Lester, his wife, Misty, and their four children lost their home in Cordova during the April 27, 2011 tornadoes. The federal government could be of little help in replacing it because the house legally belonged to another relative.

The family was allowed to live in a cousin’s trailer after the storm and then received a donated mobile home of their own. However, it was several decades old and needed numerous repairs both before and after it was moved to land the Lesters owned on Garner Road.

Several volunteer groups helped Lester get the mobile home in a condition that barely passed as livable. As months passed, the responsibility of working on the trailer and seeking a permanent housing solution for his family fell squarely on Lester’s shoulders.

When LTRC agreed to begin facilitating rebuilds for storm survivors, the Lesters’ case was one of the first discussed.

“When you do case management, it has to be a family that has done everything they can to help themselves, and this family had. There just were no more resources,” Smith said.

Lester admits to being skeptical when Smith first approached him. He was tired of staking his family’s future on someone else’s plans that kept falling through.

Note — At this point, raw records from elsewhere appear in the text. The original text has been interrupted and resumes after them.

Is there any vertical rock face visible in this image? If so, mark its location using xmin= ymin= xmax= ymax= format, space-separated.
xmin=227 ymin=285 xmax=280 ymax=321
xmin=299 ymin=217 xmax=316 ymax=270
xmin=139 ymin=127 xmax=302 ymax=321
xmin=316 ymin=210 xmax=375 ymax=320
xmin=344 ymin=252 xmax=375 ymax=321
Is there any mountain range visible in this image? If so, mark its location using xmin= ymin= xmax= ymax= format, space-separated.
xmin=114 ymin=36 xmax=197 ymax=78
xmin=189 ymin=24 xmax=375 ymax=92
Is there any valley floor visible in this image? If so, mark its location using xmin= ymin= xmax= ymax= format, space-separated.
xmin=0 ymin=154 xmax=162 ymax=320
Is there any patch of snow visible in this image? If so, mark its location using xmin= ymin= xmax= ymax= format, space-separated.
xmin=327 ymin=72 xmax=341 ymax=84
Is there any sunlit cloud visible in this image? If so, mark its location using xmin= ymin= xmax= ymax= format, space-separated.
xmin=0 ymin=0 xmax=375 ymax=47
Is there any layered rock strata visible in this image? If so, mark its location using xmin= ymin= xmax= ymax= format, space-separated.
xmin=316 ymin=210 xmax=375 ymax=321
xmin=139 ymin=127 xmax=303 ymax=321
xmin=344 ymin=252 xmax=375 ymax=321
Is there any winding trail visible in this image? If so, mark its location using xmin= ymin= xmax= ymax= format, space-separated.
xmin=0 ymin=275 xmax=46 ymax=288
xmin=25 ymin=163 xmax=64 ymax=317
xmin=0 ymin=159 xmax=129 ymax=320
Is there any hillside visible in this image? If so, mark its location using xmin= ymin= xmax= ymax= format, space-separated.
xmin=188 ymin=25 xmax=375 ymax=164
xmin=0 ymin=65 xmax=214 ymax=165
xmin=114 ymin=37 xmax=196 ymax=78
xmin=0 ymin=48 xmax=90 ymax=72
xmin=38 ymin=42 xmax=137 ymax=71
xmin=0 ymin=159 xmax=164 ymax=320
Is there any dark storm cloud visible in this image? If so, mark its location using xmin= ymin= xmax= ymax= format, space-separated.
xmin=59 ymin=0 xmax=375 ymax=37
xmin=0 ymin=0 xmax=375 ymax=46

Smith assured him that she would make no promises of a rebuild until all the necessary funding and labor were in place.

Lester was working on a porch for the mobile home when his wife told him that the call they had been waiting for from Smith had just occurred.

“I dropped the hammer and said, ‘Alright. I’m not doing anything else. We’ll see.’ I never put another nail in it,” Lester said.

The Lesters’ new home was built by volunteers from Mennonite Disaster Service through a partnership with Garden Spot Village, a Pennsylvania retirement community. The walls were constructed by residents of Garden Spot and then shipped to Cordova to be installed by the MDS team assigned to the project.

Each stud contains the signatures and well-wishes of the men and women of Garden Spot as well as verses from the Bible.

Construction began on Sept. 24 and was completed one month later.

A dedication ceremony was held at the Lester home on Friday, one day shy of the 18-month anniversary of the tornado outbreak.

The family was presented with quilts made for each family member by residents of Garden Spot, a Bible and a copy of the MDS history “The Hammer Rings Hope.”

Most importantly, James Lester signed off on the job card for the new home that for many months seemed so close yet still just out of reach.

On behalf of himself and his family, Lester thanked everyone who helped with the rebuild.

“This is a dream come true for us. A year ago, I would have never imagined that it could have come this far and become this big,” Lester said.

Smith said after the ceremony that few storm survivors have worked harder on recovery than Lester, a Jasper police officer who not only did everything in his power to take care of his own family but also volunteered his time to help with other rebuilds for LTRC.

“I cannot think of a more deserving family or a more deserving husband and father. He works so hard for his family and our whole community,” Smith said.